WHAT’S IN IT FOR ME?

 

 

Recently, someone was asking my old creative partner, Gordon Smith, how to get a book published.

Gordon told them: “You should do what my mate Dave did.”

I asked Gordon what he thought I’d done that was so good, so he reminded me:

Whenever I did a talk I’d say to the organisers, instead of a fee I wanted them to buy a copy of my book for everyone in the audience and leave it on their seat.

This worked several ways:

First: With the author’s discount, and the reduction for bulk purchase, the organisers get the books for half price, but the audience think they’re getting a free gift at full price.

Second: the publisher will be happy because he gets to sell 200 – 500 books every time I do a speech.

Third: I’m happy because people are likely to read the free book, if they like it maybe they’ll buy another copy for their friends.

Fourth: the publisher will be very happy to publish my next book, knowing he’ll sell a lot of copies whenever I give a talk.

This is what Gordon told his friend I’d done, and I’d forgotten about it, it seemed so obvious to me.

Because two things are usually playing in my head, something my dad used to repeat, an old east end phrase: “Use your loaf”.

And my personal belief about getting what you want: “If you set the game up right, everybody wins”.

I believe the working-class understand advertising better than the middle-class and I’ll tell you why: I was brought up in east London then I went to college in Brooklyn.

Both these are working-class areas, people from all races, religions, nationalities living together, you learn growing up that not everyone wants the same things.

So you don’t start any negotiation by telling the other person what you want, why should they care what you want?

Before you start, you work out what they want: “What’s in it for me?”

Then you reframe what you want so that the other person gets what they want.

That’s why the working-class tend to be better at advertising than the middle-class, imo.

The middle-class have been taught to do things the ‘correct’ way.

Everybody follows the same rules of correct behaviour, protocol if you will.

“What’s in it for me?” sounds crude and greedy to them.

But the working-class grow up simply learning how to get a result.

So you approach each problem starting at the answer you want and work backwards.

For instance, George Lois was from the Bronx, a rough, working-class part of New York.

His ad agency had to sell the previous year’s Renault cars in a hurry, how the dealers normally did this was by offering $500 off.
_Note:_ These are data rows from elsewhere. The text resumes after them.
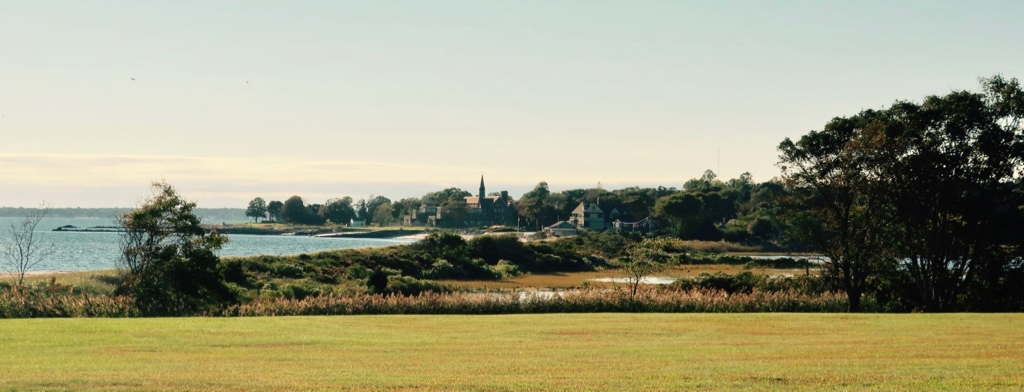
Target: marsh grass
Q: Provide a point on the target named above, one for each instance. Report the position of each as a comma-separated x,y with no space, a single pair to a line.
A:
574,301
584,278
608,351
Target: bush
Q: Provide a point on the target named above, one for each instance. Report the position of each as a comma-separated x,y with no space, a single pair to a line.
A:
506,269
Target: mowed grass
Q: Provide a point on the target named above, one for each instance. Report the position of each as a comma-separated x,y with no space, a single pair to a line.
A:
614,351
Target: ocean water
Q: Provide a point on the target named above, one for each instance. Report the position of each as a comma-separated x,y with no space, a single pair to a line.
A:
87,251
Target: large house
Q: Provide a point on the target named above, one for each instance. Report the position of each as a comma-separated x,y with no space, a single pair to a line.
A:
488,210
595,216
481,210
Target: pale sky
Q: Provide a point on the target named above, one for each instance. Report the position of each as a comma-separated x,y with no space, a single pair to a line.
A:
228,100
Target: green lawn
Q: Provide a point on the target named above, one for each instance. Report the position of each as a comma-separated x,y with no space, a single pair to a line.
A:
518,352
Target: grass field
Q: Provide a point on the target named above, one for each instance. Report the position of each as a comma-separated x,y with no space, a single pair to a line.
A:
617,351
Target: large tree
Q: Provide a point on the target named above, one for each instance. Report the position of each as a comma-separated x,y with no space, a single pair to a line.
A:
840,205
26,250
951,189
930,185
168,261
294,210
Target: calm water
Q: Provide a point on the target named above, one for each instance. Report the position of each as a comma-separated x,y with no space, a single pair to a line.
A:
85,251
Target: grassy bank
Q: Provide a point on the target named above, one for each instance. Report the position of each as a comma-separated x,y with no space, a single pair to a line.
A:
518,352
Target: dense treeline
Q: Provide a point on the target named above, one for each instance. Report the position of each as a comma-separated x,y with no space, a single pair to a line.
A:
706,208
914,207
920,204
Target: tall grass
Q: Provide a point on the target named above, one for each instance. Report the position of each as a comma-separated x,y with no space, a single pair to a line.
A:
23,303
577,301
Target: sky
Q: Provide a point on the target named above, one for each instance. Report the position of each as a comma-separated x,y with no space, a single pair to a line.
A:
228,100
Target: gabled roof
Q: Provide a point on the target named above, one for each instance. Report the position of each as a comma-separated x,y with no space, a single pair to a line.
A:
562,224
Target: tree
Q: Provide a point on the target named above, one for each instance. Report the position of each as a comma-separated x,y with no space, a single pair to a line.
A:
26,250
644,259
168,262
383,214
273,209
338,211
294,210
455,213
839,200
931,185
372,205
257,209
683,210
953,194
443,196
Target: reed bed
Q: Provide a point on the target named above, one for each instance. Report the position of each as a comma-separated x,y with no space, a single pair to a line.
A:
576,301
19,303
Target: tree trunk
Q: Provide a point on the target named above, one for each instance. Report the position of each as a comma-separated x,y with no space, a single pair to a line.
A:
853,296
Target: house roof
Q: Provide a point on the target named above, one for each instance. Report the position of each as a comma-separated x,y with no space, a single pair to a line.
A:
562,224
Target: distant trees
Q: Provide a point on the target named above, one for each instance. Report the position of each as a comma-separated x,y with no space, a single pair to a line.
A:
257,209
338,211
168,262
933,186
644,259
26,250
839,201
294,210
443,196
273,209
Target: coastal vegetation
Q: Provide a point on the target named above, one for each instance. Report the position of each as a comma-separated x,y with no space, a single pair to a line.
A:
910,208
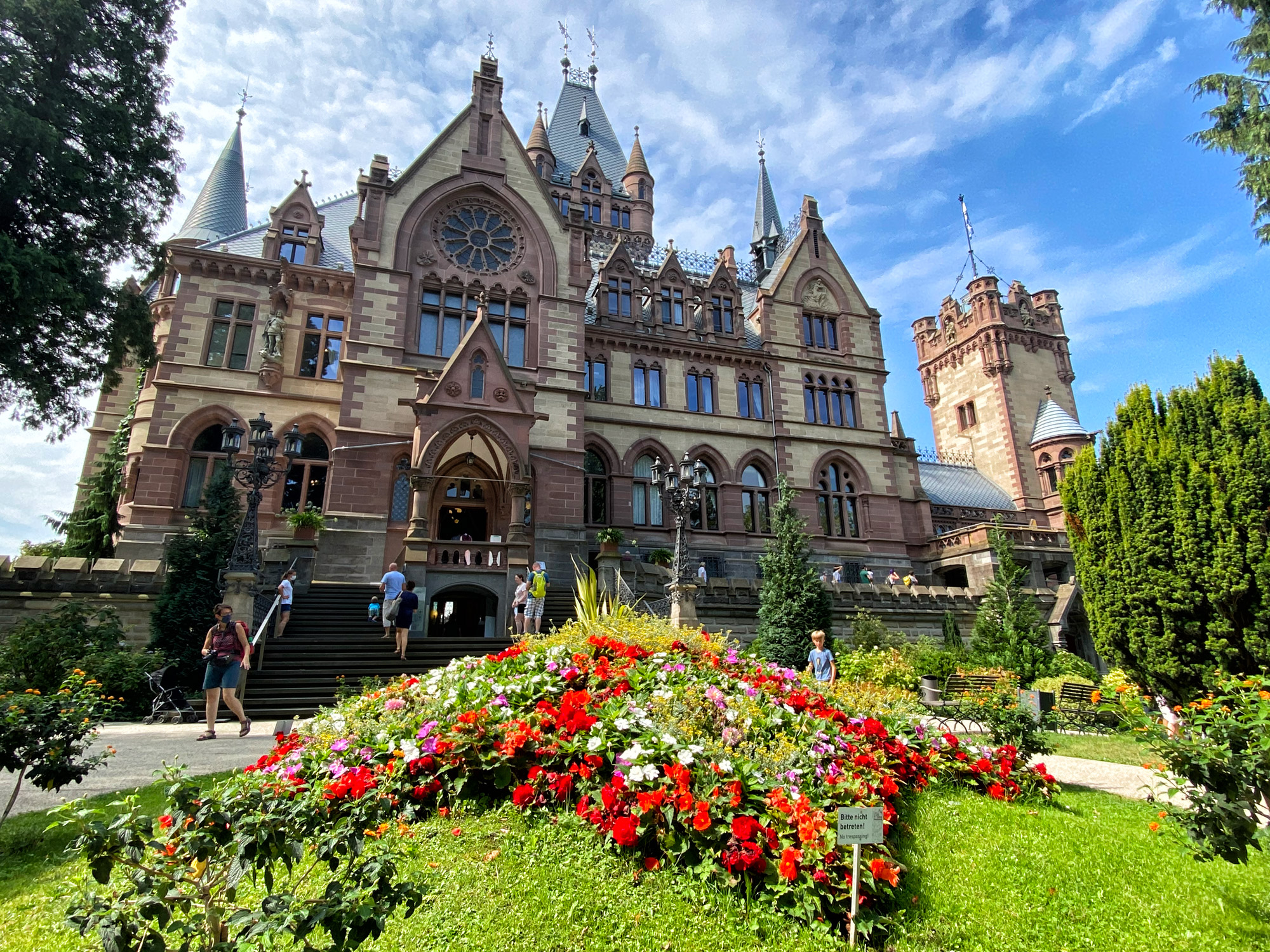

The problem was, no one wanted to buy last year’s car.

So George got a tin of Band-Aids and a pen knife, and he went around all the Renault dealers putting a little nick somewhere in the bodywork and covering it with a Band-Aid.

Then he ran an ad saying: “If you can spot the imperfection on one of our Renaults we’ll give you $500 off”.

The cars sold out the same day, because everyone thought just by spotting the little nick they’d found a bargain.

The point is you don’t approach the problem with a formula.

The middle-class way of approaching a problem is via a formula: “What do we believe the consumers ought to be interested in?”

They follow the latest trend: emotion, brand purpose, behavioural science, AI, whatever.

The working-class way is much more human: “What’s in it for me?”

In the main, the working class haven’t been to university, so they haven’t been taught to chase the latest trends in herd-thinking.

They just do plain, one-to-one speaking to ordinary people (even if strategists see that as dinosaur thinking) because the one thing that doesn’t change is people.

They are much closer to Bill Bernbach’s maxim:

“It took millions of years for man’s instincts to develop. It will take millions more for them to even vary.

It is fashionable to talk about changing man. A communicator must be concerned with unchanging man.”

 

In other words: what’s in it for me?